The original title of this post was “An Appreciation for Concise Games”. It was going to be this entire think piece about what makes a game concise, about how it’ snot necessarily the length of the game, and how concise games are great and you should play them. But I actually want to be more direct. You should play more short games. You should play games with shorter sessions and that take less time to complete an entire campaign.
There’s something joyful and freeing about playing games that don’t have layers of structures or tons of systems to piece out before you can start playing or get into the swing of it. Right now it feels like it’s so easy to hear about games that you can get lost in but relatively few that are to the point. It’s easier to make content about those games because there’s lots more stuff to talk about.
It reminds me on Top Chef when judges talk about simple dishes. When the contestant gets a simple dish right, it’s absolutely incredible. But, every mistake is magnified so it’s easier to pick apart when things go wrong. So too with simple games. There are fewer systems to hook you in so if something doesn’t land you’re going to bounce right off. But the counterpoint, like Shutup And Sitdown says is a “well executed loop of delight”.
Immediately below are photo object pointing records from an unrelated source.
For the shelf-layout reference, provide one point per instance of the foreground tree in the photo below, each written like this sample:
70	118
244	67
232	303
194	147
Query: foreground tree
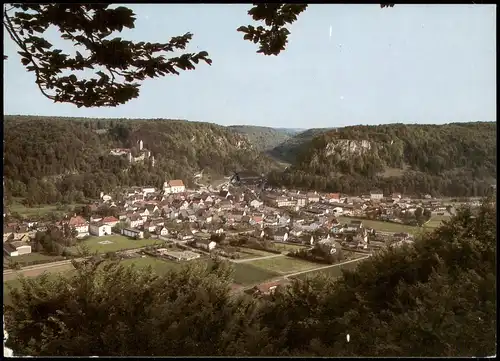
108	309
120	65
434	298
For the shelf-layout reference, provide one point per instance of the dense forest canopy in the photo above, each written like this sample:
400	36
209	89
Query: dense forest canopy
456	159
436	297
262	138
49	160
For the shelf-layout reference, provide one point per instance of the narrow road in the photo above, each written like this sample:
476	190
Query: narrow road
255	259
281	278
329	266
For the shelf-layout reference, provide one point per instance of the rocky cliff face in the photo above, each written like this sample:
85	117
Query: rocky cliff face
347	147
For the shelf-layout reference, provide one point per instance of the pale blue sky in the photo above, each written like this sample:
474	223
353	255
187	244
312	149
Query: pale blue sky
410	64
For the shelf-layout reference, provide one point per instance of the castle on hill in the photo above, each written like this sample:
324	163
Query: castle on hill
144	154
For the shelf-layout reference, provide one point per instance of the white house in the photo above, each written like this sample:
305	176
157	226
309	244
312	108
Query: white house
376	195
136	221
100	229
147	190
80	225
206	244
110	221
16	248
255	203
281	236
174	186
338	210
132	232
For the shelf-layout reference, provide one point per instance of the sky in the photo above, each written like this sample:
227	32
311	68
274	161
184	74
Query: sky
407	64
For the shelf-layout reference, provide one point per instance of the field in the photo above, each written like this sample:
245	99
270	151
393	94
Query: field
246	253
284	265
17	207
119	243
436	221
25	259
382	226
246	273
334	271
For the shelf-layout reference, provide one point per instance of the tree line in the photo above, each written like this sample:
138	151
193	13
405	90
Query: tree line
65	160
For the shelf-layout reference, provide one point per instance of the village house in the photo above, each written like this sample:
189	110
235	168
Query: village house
147	190
80	225
178	255
354	226
162	231
174	186
376	195
281	235
255	204
206	244
135	220
110	221
16	248
149	226
100	229
133	233
333	197
185	235
312	197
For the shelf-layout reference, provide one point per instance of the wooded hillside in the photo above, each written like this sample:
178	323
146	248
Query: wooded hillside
49	159
457	159
263	138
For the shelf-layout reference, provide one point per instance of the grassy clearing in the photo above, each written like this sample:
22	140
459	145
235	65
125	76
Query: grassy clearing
382	226
16	283
119	243
40	210
32	257
436	221
246	253
284	265
246	274
287	247
334	271
158	265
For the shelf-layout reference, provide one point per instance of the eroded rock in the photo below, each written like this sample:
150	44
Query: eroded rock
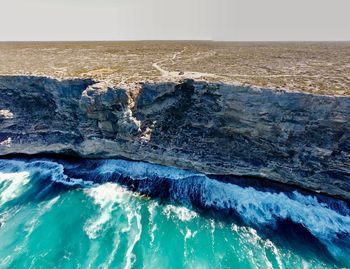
290	137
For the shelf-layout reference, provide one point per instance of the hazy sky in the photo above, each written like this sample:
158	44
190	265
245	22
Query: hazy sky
175	19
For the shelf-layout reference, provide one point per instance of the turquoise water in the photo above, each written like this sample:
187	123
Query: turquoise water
120	214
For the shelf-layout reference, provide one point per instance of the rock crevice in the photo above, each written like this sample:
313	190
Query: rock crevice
215	128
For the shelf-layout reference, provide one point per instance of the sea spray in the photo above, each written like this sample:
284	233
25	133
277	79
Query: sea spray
113	190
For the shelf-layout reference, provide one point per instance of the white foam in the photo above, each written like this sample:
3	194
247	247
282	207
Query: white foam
180	212
13	185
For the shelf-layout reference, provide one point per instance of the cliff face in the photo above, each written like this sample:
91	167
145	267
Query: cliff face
289	137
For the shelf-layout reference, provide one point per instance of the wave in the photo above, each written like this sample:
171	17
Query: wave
328	220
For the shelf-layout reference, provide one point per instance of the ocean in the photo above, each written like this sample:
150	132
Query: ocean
57	213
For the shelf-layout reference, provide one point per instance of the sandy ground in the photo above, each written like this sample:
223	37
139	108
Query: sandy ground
320	68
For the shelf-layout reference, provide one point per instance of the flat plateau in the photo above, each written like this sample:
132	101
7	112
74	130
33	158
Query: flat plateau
276	111
319	68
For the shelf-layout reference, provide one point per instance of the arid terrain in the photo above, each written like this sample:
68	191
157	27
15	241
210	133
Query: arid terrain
320	68
241	109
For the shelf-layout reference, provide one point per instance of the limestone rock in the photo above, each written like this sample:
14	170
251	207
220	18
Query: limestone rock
290	137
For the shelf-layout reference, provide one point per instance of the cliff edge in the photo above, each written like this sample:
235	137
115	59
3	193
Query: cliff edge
216	128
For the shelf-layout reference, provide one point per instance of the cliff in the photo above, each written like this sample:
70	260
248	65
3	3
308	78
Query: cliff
215	128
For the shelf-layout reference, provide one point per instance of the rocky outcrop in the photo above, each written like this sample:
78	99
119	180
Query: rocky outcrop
290	137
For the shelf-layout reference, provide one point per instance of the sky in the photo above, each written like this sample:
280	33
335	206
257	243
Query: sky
218	20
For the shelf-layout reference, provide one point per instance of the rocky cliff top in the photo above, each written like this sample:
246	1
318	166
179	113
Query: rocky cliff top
319	68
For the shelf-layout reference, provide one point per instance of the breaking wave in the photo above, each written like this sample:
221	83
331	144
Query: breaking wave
327	220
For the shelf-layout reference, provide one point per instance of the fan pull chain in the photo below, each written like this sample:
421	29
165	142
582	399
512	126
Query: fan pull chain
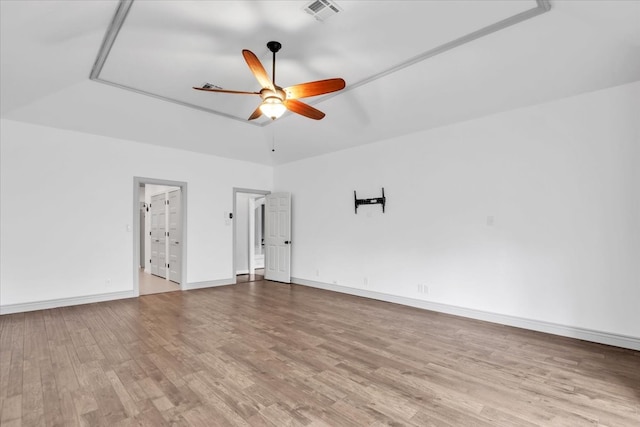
273	141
Four Well Executed Loops of Delight
The three rules
Minimal Complexity
No Metastructure or Metaloops
Game Sessions are Short and Discrete (the game ends)
Party House (UFO50)
Party House is the game that started this entire conversation. The structure of the game is so simple. Try to generate as much popularity as possible by inviting friends to your house. Expand your rolodex so you can invite more people, and try to avoid getting the cops or the firefighters called your way.
It’s a master class in what it means to create an excellent push your luck game. The economic element of figuring out who to expand your rolodex on, the party invite phase of trying to chance it on just one more guest in the door.
Toy Battle (Board Game)
Toy Battle is a game that takes that “mobile app” adjacent feel and turns it into the entire theme of the game. It’s a game clearly inspired by Clash Royale. Each turn you play a token to the board. It must (in most cases) be connected by other pieces of yours back to your base. The goal of the game is either to capture your opponent’s base or to control enough territory to collect stars.
The game captures the rubber band tension of trying to draw the right tile at the right time. And… like the mobile app it can occasionally feel a bit one dimensional. It manages to dispense the slot machine feel of Clash Royale where you feel inexorably dragged into playing again and again.
Leaders (Board Game)
Leaders is like what if Chess but with the most gentle combos. Every turn (until you have 4 characters) you get to move and then draft a character. Every turn you can either move your character on a hexagonal grid or you can use its special ability.
Special abilities typically involve things like pulling or pushing other characters, jumping over other characters, you get the deal. You’re trying to end a turn with two of your characters adjacent to your opponent’s leader. Like Toy Battle games are really short (mine end in 5-10 minutes). Every game I’ve played has some delightful moment where a series of combos allows one player to move most of their pieces across the board.
Cards with Personalities
Cards with Personalities is an aggressive and absurdist deck building game like Dominion or Star Realms but instead you’re trying to defeat… say… a Seagull Named Number 2. If you’ve heard of deckbuilders, you know the drill. Every turn you draw 5 cards and then you use those cards to get gold (to buy more cards), attack enemies (either the boss or its minions). Then you shuffle up and do it all over again.
The game started its life as a Pico 8 game and it occasionally shows. The controls can be a bit clunky (two buttons is a hard constraint) and I found myself occasionally misclicking in mildly infuriating ways. But the payoff is really special. It’s the best (maybe only?) digital single player game that captures the spirit of Star Realms.
Short Games Are Great
A lot of long games are about the story. Triple A style games are mostly stories wrapped in traversal and shooting mechanics, and base building style games where the narrative arc is about building ever bigger structures. Both can be great, but both “evolve past” the game mechanic and onto bigger things. But it’s fun and enlightening to engage with games as they are, as these really weird bundles of rules that change our brain chemistry the more we loop over them.